Question

Bond J has a coupon rate of 3%, Bond K 9%, both have 18 years maturity?

Answer 1

The coupon rate of Bond J is 3% and Bond K is 9%, both with a maturity of 18 years. To calculate their present value, use the present value formula and the discount rates of 8% and 11% respectively.

Step-by-step explanation:

The coupon rate of a bond represents the annual interest payment as a percentage of the bond's face value. Bond J has a coupon rate of 3% and Bond K has a coupon rate of 9%. Both bonds have a maturity of 18 years, which means they will make interest payments for 18 years before returning the face value at the end.

To calculate the value of these bonds, you need to use the present value formula. The present value is the discounted value of future cash flows. The discount rate is the rate of return required by the investor. If the discount rate is 8%, you calculate the present value of cash flows from Bond J and Bond K over 18 years using the discount rate of 8%.

If the discount rate is 11%, you calculate the present value of cash flows from Bond J and Bond K over 18 years using the discount rate of 11%.

Answer 2

Bond J has a coupon rate of 3%, Bond K has a coupon rate of 9%, and both bonds have an 18-year maturity.

Step-by-step explanation:

The coupon rate of a bond represents the annual interest payment as a percentage of the bond's face value. In this case, Bond J has a coupon rate of 3%, while Bond K has a coupon rate of 9%. This means that Bond J pays 3% of its face value annually in interest, and Bond K pays 9%.
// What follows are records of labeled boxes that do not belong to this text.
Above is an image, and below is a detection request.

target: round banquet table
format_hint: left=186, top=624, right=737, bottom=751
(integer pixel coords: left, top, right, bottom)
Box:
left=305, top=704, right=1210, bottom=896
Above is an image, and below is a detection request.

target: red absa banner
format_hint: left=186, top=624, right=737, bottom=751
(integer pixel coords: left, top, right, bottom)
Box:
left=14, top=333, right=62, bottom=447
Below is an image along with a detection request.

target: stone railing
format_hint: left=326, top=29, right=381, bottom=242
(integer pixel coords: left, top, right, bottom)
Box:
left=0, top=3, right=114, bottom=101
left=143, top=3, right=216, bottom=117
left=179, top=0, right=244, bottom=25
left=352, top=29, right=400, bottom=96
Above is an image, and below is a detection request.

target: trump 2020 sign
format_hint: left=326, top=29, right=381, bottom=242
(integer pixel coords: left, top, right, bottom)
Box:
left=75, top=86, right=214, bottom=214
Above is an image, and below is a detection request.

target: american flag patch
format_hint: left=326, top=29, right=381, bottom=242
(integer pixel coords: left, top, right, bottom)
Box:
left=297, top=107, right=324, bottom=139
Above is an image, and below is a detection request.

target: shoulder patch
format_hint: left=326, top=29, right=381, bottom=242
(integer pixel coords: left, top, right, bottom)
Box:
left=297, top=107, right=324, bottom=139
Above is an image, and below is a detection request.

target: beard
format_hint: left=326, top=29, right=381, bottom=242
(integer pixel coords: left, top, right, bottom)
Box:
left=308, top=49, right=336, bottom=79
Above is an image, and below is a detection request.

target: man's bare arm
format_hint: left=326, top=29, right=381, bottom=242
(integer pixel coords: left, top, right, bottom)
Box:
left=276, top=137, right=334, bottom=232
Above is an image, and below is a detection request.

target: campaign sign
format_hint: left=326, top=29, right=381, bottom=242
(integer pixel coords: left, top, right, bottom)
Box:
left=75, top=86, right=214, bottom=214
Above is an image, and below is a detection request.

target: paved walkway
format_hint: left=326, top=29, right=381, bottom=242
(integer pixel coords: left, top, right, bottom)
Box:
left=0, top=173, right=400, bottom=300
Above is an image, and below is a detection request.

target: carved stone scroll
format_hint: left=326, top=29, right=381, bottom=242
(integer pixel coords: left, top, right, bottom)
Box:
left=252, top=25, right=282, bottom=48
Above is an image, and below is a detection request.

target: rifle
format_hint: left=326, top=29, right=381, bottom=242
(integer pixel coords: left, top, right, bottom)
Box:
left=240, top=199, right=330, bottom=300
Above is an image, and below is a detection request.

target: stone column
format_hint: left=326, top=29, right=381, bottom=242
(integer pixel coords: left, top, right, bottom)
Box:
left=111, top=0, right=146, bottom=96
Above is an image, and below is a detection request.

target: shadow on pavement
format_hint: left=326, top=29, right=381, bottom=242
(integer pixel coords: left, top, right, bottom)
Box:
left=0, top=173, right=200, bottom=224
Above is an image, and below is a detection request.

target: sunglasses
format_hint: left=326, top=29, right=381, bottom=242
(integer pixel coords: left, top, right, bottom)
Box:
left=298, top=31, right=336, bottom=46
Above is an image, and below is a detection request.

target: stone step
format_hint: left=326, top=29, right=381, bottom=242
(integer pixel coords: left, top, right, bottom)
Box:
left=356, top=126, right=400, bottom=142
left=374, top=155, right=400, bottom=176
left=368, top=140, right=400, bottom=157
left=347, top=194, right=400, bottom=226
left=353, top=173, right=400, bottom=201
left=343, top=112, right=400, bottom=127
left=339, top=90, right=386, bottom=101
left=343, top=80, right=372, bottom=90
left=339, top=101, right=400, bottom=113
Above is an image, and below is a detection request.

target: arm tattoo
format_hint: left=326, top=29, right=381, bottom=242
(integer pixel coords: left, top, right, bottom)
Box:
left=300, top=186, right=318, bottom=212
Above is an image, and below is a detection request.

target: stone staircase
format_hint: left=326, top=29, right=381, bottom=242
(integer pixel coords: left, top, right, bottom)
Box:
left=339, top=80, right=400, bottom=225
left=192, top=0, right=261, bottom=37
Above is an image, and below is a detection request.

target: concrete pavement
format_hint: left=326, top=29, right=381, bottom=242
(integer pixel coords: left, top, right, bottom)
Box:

To calculate the annual interest payment for each bond, we use the formula:

Annual Interest Payment =
`\left( \frac{\text{Coupon Rate}}{100} \right) * \text{Face Value} \]`

For Bond J:

Annual Interest Payment for Bond J =
`\left( (3)/(100) \right) * \text{Face Value} \]`

For Bond K:

Annual Interest Payment for Bond K =
`\left( (9)/(100) \right) * \text{Face Value} \]`

After obtaining the annual interest payments, we can compare the total interest paid by each bond over the 18-year period by multiplying the annual interest payment by the number of years. This comparison will reveal the total interest income generated by each bond over their respective maturities.